Major E. M. Bullers’s tent in the Prince Consort’s Own Rifle Brigade encampment at Grimsby, Ontario, between 1862 and 1864. Photo taken by a member of the Ridley* family and used here courtesy of Local History & Archives, Hamilton Public Library (both photos).
“Prince Consort’s Own” was a previous name of the British Army infantry regiment that is currently called “The Rifles.” Their history during the Napoleonic Wars was popularized in Bernard Cornwell’s “Sharpe” novels.
A battalion of the Brigade was sent to the Grimsby/Hamilton† area during a British military buildup in Canada in response to the Trent Affair of 1861. They arrived there in February 1862, just after the crisis had been resolved diplomatically — evidently clearing time for landscaping.
Above is another photo of the encampment, showing the tent of its Lieutenant, Lord Edward Cavendish.
The Library’s notes say that Hamilton had landed the most socially desirable regiment in Canada — after the Grenadier Guards, a prize won by Montreal.
*The photos are from the Mills Family Album.
†Grimsby is about 18 miles from Hamilton.
4 thoughts on “Grimsby, Ontario”
Too wonderful!

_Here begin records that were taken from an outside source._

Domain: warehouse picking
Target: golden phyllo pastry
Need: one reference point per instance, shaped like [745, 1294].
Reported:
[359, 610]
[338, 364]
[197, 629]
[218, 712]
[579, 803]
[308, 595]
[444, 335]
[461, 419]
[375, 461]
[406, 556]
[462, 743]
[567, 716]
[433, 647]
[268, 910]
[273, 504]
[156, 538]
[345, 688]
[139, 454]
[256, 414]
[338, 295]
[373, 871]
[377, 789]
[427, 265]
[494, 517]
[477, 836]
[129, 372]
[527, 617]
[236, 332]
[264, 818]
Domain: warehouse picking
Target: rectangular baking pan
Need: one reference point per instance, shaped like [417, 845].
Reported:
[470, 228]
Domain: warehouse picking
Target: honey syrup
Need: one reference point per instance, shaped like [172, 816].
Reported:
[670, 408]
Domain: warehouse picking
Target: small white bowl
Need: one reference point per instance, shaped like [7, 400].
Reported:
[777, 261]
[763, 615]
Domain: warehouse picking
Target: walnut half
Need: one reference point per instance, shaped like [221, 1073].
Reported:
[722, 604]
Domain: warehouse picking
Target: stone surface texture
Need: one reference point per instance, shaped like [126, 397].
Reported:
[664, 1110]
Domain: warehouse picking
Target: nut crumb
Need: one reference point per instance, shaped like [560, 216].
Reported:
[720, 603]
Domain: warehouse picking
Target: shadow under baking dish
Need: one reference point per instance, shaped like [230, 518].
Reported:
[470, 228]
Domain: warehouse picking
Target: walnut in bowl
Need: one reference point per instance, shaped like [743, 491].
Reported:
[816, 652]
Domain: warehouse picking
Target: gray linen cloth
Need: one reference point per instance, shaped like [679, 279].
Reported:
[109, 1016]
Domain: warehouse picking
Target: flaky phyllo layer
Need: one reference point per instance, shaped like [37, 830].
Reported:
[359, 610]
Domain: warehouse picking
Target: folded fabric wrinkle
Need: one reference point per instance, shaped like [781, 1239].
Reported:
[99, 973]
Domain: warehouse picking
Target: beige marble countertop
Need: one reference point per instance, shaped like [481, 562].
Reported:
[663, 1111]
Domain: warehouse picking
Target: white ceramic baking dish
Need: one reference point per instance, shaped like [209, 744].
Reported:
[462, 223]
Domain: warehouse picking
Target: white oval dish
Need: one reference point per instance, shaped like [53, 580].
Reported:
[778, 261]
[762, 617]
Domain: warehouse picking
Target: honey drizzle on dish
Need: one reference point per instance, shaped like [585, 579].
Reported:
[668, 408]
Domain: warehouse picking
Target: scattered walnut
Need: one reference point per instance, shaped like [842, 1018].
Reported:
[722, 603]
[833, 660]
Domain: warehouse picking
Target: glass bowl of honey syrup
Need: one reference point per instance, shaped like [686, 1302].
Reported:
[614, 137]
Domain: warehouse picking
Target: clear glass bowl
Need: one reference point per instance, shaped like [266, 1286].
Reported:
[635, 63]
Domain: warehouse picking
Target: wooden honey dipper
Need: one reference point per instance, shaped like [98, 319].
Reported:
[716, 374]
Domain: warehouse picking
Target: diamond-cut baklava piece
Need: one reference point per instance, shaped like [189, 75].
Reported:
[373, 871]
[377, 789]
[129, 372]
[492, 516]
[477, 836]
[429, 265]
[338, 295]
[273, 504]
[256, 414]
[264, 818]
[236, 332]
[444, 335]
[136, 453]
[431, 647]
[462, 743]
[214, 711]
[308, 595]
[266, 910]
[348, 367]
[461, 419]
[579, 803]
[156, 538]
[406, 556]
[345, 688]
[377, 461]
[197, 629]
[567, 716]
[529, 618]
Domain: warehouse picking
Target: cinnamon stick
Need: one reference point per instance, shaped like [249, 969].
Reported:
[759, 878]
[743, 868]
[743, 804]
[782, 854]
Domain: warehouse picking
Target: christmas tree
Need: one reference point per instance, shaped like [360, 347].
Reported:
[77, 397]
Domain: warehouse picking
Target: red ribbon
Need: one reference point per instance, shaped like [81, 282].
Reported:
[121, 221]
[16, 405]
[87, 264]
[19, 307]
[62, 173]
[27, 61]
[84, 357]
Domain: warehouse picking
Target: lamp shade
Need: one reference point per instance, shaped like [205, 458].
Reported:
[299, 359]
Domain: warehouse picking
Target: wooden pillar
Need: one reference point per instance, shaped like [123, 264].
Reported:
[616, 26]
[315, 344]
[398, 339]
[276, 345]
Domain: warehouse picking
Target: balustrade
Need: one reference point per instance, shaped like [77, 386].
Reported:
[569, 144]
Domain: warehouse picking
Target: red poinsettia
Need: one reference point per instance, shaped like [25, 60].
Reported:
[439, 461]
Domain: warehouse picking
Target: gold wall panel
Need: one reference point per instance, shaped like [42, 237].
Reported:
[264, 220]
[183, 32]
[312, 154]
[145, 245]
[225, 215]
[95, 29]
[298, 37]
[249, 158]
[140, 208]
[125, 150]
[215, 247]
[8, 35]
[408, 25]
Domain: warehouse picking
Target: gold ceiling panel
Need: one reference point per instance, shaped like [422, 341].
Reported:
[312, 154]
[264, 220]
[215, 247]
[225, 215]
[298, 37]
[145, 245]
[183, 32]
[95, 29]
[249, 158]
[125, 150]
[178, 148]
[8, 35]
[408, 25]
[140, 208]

Don’t know which I like more: tents or fencing. I’ve read a few Sharpe novels and watched the whole series but life in The Rifles was a lot rougher in those years. Cavendish is the family name of the Dukes of Devonshire/Chatsworth etc. so I wonder if he’s one of them.
The style is rustic, but the work and the upkeep is meticulous. However, a few other Hamilton photos show that while the enlisted men got nice tents, but they had no pretty little fences and lawns.
I started reading the Sharpe novels in Morocco in the mid ’90s, before Amazon, so I had to write off (on paper) to order them. It was very exciting when we made a trip to Gibraltar, and I could go in British bookstores and get a couple of installments.
Cavendish was the 3rd. son of the 7th. Duke of Devonshire. His son became the 9th. Duke.
Enjoying the fences and trellis — tastes of home. 🙂
I like the way the grass is so perfectly trimmed in the first picture.